Los refranes son sabiduría popular acumulada a lo largo de siglos de experiencias personales y generacionales. No siempre aciertan, pero deberíamos tomarlos en cuenta. Por ejemplo, ese que dice, que "sabe más el diablo por viejo que por diablo". Que traspuesto al lenguaje académico podría traducirse en el conocido aforismo de que "los pueblos que no aprenden de su historia están condenados a repetirla". En eso, los españoles, nos hemos pintado solos: en no aprender. Parece que lo habíamos comprendido y aceptado por fin con la tan denostada, hoy, "transición a la española" (ni siquiera me atrevo a ponerla con mayúscula, lo confieso, por miedo a parecer un carcamal) que llevó hasta la Constitución de 1978, manifiestamente mejorable, pero en absoluto inservible como algunos pretenden. Pero la realidad es que yo participé en ella con entusiasmo (en la Transición), no reniego de sus objetivos ni de sus logros, y me siento orgulloso de pertenecer a la generación que la protagonizó.Se preguntarán los lectores, con razón, ¿y esto, a qué viene? Pues viene a que acabo de terminar de leer hace unos minutos el libro que me ocupaba desde unos días atrás y del que he venido hablando, a salto de mata, cogiendo la oportunidad por los pelos cuando me era posible y venía al caso. Me refiero, como no, a "Los señores del poder y la democracia en España: entre la exclusión y la integración" (Galaxia Gutenberg/Círculo de Lectores, Barcelona, 2013), del profesor José Varela Ortega. A esas lecturas me he referido en sendas entradas de fechas 7 de junio y 28 de mayo, respectivamente, y a ellas remito a los interesados.Quizá no sería desmesurado por mi parte reconocer que me ha provocado un profundo impacto el libro del profesor Varela. No es normal en una persona (perdónenme la presunción) que lleva leyendo libros de historia, como mínimo, desde hace cincuenta años, y que algo "sabe" de ello, del estudio de la Historia, aunque solo sea por deformación profesional y pasión personal.

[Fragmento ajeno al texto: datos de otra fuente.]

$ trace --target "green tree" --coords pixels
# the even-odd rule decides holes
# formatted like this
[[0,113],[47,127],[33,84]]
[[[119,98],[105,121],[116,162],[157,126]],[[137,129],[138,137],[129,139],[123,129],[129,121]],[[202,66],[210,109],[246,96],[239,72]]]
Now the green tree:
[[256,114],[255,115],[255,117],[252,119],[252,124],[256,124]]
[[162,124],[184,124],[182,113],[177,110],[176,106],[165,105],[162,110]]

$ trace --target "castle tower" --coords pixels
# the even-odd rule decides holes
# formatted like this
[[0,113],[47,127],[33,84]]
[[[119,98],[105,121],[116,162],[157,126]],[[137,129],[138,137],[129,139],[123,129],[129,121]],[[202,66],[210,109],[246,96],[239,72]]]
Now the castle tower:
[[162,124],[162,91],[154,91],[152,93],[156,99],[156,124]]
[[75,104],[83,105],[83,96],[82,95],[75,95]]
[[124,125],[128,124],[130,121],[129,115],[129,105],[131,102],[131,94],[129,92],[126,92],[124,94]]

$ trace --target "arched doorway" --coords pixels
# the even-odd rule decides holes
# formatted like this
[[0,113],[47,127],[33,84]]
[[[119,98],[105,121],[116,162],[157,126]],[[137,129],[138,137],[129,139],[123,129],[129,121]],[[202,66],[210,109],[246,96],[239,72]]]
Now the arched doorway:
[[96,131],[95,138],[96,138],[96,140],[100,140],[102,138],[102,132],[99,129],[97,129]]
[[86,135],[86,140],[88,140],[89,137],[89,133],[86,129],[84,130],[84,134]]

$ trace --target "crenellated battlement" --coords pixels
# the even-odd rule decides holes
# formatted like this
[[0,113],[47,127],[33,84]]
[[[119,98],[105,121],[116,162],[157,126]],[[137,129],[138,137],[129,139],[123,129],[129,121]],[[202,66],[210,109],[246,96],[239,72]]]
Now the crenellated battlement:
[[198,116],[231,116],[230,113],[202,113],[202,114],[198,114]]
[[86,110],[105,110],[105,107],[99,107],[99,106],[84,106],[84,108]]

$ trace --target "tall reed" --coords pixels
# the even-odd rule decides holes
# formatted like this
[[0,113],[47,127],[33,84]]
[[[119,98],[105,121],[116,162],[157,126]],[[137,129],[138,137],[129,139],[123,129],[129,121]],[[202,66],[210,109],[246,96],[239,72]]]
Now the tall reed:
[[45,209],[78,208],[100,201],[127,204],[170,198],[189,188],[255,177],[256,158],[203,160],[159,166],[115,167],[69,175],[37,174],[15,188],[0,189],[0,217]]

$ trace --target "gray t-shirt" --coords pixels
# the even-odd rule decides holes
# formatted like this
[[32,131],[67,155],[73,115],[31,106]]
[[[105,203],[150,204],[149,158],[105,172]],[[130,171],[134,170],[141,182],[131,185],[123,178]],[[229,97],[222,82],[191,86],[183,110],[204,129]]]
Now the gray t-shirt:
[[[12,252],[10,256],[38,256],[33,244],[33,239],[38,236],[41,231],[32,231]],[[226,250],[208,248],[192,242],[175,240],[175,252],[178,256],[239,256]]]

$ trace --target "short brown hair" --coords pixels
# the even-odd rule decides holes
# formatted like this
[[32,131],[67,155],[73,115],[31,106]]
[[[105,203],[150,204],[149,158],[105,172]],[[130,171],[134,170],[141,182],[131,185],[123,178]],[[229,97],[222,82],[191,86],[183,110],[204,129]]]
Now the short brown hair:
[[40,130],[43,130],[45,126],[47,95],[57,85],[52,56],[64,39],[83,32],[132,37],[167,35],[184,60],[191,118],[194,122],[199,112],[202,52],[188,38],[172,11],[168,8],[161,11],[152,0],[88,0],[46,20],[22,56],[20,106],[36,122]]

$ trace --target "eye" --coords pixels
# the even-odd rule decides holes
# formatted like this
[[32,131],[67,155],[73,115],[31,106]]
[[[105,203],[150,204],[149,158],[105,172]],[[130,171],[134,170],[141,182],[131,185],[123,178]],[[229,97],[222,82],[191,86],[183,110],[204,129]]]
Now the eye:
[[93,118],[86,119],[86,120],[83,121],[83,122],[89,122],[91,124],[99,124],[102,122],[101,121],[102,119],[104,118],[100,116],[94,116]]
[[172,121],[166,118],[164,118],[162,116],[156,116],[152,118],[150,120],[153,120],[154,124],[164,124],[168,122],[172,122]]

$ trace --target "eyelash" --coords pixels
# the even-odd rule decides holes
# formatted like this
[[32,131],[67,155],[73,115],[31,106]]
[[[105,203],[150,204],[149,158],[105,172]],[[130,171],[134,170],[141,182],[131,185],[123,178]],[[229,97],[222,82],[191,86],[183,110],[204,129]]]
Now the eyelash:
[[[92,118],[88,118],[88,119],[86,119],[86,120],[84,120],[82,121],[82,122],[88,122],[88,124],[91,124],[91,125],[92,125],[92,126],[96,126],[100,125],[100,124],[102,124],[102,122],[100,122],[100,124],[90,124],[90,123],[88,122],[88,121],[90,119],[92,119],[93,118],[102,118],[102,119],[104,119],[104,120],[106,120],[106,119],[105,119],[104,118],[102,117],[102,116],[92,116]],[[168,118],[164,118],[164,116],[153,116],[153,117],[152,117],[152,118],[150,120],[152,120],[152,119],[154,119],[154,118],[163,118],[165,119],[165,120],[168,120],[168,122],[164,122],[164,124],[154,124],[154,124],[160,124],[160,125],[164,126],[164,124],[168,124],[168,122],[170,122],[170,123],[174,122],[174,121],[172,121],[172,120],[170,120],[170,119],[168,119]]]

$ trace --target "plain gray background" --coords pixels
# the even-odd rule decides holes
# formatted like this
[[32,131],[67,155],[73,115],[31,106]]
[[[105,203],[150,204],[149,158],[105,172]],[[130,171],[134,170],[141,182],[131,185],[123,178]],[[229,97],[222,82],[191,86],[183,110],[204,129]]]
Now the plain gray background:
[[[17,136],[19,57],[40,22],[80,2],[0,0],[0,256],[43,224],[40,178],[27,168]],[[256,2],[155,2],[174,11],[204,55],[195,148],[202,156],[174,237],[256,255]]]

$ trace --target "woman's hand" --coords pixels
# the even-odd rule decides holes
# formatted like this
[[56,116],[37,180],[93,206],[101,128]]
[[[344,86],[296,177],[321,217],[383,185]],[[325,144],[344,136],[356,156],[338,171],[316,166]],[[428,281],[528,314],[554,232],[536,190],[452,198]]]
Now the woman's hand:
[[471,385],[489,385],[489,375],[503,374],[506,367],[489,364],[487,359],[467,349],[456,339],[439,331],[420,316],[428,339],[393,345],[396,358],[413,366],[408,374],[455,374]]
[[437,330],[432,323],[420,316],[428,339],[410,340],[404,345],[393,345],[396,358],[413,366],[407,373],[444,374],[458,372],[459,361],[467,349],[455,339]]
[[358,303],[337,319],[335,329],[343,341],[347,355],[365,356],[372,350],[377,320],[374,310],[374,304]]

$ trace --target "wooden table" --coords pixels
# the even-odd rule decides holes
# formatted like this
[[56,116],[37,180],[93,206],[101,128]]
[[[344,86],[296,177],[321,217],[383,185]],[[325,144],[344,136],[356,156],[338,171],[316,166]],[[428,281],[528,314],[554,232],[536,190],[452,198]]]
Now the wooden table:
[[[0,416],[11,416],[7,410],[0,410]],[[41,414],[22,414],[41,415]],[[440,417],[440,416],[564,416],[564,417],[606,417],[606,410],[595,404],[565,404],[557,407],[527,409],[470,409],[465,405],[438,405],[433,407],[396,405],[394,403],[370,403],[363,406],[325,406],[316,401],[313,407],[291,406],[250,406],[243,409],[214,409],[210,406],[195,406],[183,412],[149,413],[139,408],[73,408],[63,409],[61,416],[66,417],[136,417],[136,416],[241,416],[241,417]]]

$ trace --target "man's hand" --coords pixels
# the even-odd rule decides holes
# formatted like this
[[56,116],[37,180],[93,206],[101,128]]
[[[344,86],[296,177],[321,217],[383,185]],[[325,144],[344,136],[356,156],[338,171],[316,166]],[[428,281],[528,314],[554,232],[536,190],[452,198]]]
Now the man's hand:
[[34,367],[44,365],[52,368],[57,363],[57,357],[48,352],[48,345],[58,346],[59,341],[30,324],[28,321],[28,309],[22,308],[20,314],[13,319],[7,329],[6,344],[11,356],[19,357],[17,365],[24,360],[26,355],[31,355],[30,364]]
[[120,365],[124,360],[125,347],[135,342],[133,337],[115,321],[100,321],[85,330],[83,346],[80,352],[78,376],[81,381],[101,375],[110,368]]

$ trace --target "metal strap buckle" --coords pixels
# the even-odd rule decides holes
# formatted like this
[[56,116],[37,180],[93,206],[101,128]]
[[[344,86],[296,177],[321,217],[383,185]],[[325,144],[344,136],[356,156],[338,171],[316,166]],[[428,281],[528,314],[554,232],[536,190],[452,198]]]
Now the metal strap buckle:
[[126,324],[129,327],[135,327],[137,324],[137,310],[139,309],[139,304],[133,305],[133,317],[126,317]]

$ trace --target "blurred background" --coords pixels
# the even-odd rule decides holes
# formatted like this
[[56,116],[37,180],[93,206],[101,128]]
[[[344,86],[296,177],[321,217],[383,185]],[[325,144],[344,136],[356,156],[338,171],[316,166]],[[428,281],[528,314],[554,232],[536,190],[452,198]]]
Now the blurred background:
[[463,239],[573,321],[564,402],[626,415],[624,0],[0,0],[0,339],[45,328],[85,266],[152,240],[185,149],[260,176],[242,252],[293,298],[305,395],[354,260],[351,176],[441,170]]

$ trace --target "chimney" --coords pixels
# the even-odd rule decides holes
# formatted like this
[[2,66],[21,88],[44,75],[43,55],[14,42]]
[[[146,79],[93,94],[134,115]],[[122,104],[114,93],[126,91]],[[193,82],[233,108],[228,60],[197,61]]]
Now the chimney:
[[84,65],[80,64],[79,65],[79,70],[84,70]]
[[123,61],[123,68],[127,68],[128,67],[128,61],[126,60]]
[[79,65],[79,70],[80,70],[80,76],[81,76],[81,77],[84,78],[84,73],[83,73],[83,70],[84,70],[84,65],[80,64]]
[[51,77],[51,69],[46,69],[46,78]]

Nada más alejado de mi intención que el adoctrinamiento. Nunca he tenido la menor intención de convencer a nadie de nada, y menos, cuando me declaro escéptico confeso y mártir de mis propias creencias, si es que tengo algunas. Mi padre, que también lo era, decía con sorna que "solo creía en Dios, en el bicarbonato y en la Guardia Civil". Yo ya no creo ni en el bicarbonato, así que imagínense lo que pienso de las otras dos...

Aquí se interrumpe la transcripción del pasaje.